Resident Shoots Man Through Door During Attempted Break In

Resident Shoots Man Through Door During Attempted Break In

About 9:00 pm a Gwinnett County, Georgia man was in his bedroom when he heard someone banging loudly on his back door. The resident told police that he grabbed his gun and fired two or three shots through the door. He then opened the door to find a man screaming with a gunshot wound in his leg.

At this point, the resident closed and locked the door and then called 911. The burglary suspect was taken to the hospital and is expected to recover.

Police said that no charges will be filed against the resident for the shooting. The suspect faces first-degree burglary charges.

This is one of those cases that are dangerous examples to concealed carriers who know little to nothing about self-defense law because it would seem to show that it’s ok to shoot a potential home invader or burglar through the door before they actually enter the home.

Nothing could be further from the truth.

Besides grossly violating gun safety rule number 4, ”Know your target and what’s beyond it,” banging on someone’s door is not a crime in and of itself, and it’s certainly not a deadly force threat. Imagine if the person banging on the door had been an innocent young lady seeking help after having been in a car accident. There’s a man right now in prison who was convicted of murder for just that situation.
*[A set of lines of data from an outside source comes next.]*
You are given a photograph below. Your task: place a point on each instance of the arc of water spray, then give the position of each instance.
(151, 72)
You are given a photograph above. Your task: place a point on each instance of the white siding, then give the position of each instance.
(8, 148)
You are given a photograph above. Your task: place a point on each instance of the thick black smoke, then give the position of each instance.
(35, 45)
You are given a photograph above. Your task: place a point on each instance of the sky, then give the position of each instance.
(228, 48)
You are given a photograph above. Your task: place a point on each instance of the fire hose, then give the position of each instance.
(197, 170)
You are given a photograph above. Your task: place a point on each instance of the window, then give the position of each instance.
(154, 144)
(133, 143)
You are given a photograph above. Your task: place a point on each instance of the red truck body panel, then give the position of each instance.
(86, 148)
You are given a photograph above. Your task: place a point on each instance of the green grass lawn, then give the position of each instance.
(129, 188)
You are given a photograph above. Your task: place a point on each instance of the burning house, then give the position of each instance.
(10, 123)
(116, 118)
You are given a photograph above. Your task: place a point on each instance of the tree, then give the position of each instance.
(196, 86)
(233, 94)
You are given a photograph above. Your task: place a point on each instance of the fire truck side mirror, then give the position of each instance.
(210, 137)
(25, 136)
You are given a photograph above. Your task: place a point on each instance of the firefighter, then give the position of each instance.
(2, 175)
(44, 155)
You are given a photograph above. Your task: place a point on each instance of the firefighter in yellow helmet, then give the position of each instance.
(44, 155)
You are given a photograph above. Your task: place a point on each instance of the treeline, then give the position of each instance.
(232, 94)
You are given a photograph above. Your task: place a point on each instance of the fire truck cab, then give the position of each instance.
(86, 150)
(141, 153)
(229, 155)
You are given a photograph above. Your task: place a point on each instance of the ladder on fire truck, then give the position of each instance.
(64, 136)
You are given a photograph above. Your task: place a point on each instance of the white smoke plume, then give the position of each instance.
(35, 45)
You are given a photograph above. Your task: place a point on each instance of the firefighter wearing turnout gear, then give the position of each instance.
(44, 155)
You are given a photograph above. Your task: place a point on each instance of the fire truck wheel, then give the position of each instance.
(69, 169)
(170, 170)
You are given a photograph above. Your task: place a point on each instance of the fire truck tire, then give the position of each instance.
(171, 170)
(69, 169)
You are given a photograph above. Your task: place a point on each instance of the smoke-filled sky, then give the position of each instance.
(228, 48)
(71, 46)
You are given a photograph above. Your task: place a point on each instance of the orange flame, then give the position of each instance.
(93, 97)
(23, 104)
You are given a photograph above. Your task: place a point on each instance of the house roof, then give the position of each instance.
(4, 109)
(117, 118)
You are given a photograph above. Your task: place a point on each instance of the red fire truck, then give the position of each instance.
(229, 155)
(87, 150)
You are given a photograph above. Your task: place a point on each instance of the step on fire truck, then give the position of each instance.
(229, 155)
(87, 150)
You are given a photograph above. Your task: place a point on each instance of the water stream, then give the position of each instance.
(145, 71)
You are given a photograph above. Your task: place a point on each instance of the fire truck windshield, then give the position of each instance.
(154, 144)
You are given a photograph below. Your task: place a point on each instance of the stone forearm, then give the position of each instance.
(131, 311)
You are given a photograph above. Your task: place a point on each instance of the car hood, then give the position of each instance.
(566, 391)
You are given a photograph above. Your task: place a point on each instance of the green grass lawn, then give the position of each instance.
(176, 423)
A man banging on your door, as long as they remain on the other side of the door, is not an imminent deadly force threat. Yes, take up your gun but then call 911 and go to a defensible location in your home and hope the police get there before the potential intruder breaks in. Maybe they give up and go away on their own?

Once someone does physically break through your door, your legal justification for the use of deadly force greatly improves, but what if the individual breaking into your home realizes they are in the wrong house? If you can still avoid shooting them, you can avoid getting drawn into a legal investigation, which could cost you thousands of dollars in legal fees even though you may have been within the law to do so.

It’s also important to once again remind everyone that the police do not get to decide if someone gets charged with a crime, as so many news stories will state. That decision rests with the county prosecutor’s office. So while this news report would seem to indicate that this resident “got away with” shooting the suspect through the door, this may very well not be the end of the legal story for him.

In my non-lawyer opinion, attempted murder charges are not beyond the realm of possibility. And the two rounds that missed could result in reckless endangerment charges. Not to mention that the suspect could sue for civil damages for the injuries the resident inflicted on him.

The bottom line is this: Use of deadly force in self-defense is only justifiable if there is an imminent deadly force threat against you. Without the justification of an imminent deadly force threat, all this resident has is a statement to police in which he said, “I shot this guy through my door for banging loudly on it.” Think a jury would believe that this was a reasonable response to the situation?